Issue No. 11

The Orbital Index

Issue No. 11 | May 7, 2019


🚀 🌍 🛰️
 

Rocket Lab completed its second successful launch of 2019. This brings the young company closer to its goal of frequent low-cost launches. The mission delivered three smallsats to LEO for the USAF. Rocket Lab’s Electron rocket is powered by their 3D-printed Rutherford engine, which is the first flight-ready electric pump-fed engine. Pump-fed engines rely on an independently powered pump (in this case by lithium polymer batteries) to increase the pressure of propellants and feed them into the combustion chamber, instead of the pre-burner/turbopump cycles employed by most other liquid-fueled rocket engines. The Electron has nine first stage Rutherford engines which collectively draw ~1 MW from the rocket’s onboard batteries. Rocket Lab’s other main innovation with Electron is its all carbon composite body, including the first successful use of carbon composite for propellant and oxidizer tanks. These tanks have traditionally been made out of aluminum (the main reason given for the X-33 space plane’s cancellation was a testing failure of its composite liquid hydrogen tank). The all-composite design leads to a dry weight of “less than a Mini Cooper” for the 12.1 m tall rocket.

NASA may reuse a booster for the third time. The CRS-17 mission launched and arrived at the ISS after being delayed by an ISS power system failure that temporarily knocked out two of the station’s eight power channels. Among other payloads, CRS-17 successfully delivered the Orbiting Carbon Observatory-3 to be mounted on the outside of the ISS. CRS-18 is currently planned to reuse the same Falcon 9 booster, and NASA personnel stated this week that they have a “vested interest” in the possibility of using the booster a third time on CRS-19, which will be a first for the agency. This signals NASA’s increased confidence in the ability of boosters to be safely reflown multiple times.

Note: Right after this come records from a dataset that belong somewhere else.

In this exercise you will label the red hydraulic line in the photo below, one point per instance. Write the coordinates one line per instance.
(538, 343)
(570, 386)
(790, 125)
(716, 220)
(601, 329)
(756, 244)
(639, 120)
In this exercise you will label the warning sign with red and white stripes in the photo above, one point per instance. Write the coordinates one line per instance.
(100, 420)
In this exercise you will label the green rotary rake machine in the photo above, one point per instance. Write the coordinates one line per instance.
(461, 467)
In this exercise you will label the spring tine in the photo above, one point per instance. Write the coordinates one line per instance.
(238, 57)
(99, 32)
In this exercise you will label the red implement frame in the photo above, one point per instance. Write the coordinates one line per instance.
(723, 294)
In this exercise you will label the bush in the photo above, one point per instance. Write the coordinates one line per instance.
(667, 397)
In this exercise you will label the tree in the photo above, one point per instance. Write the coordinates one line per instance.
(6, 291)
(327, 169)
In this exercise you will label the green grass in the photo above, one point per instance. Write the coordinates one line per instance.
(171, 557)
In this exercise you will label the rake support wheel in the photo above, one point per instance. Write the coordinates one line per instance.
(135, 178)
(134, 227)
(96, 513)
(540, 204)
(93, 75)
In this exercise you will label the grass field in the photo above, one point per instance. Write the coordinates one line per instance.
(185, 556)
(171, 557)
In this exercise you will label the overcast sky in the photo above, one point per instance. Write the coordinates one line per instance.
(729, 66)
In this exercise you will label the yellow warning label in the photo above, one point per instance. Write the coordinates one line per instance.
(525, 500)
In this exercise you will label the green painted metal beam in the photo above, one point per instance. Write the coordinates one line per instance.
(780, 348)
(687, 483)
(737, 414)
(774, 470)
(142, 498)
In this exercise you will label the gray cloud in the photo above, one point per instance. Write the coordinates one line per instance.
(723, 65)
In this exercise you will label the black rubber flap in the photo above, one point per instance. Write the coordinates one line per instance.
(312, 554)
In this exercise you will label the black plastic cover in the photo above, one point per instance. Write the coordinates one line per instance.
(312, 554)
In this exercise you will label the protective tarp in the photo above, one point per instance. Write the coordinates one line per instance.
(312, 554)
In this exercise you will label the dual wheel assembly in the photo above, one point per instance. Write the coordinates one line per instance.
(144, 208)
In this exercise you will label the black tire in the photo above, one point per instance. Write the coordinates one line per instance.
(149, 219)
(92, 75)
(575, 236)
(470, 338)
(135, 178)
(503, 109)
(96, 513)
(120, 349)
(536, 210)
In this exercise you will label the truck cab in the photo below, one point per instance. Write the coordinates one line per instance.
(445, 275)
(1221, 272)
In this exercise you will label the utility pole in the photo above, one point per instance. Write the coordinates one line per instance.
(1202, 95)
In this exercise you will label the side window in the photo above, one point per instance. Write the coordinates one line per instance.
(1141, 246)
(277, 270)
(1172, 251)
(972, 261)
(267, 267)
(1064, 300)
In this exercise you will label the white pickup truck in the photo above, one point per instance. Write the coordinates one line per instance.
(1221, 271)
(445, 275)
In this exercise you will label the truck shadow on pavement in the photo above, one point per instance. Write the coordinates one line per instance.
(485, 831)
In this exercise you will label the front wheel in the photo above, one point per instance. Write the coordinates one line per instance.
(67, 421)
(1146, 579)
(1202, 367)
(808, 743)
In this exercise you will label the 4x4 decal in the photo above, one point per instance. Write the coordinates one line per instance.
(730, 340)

More news in brief. NASA and the US DOJ reported that two satellite deployment failures, which cost the agency $700 million, were due to falsified testing reports by a contractor; Blue Origin's New Shepard rocket successfully performed a powered landing after releasing its suborbital capsule with 38 microgravity experimental payloads onboard—its eleventh launch to date; NASA also detailed a preliminary technical outline of how they could return astronauts to the moon by 2024 (this is very reminiscent of Bush’s Space Exploration Initiative); and Portugal has formed a space agency.

Papers. In the presence of a very strong magnetic field, such as a neutron star’s, the vacuum of space itself may become polarized, causing light to propagate more slowly than normal, and allowing high energy cosmic rays to emit Cherenkov radiation; Pluto’s nitrogen atmosphere will freeze and precipitate onto the planet’s surface by 2030 as Pluto moves into the colder part of its 248 year orbit; and analysis of Hayabusa’s data from Itokawa indicate that asteroids like Itokawa that formed inside the snow line could still have provided up to half of Earth’s water.

Etc.

A tiny piece of the  Hubble Legacy Field. 
The full image, containing 265,000 galaxies, was released last week and composites 16 years of Hubble imaging.
(We recommend downloading the 672MB version and zooming waaaaaaay in.)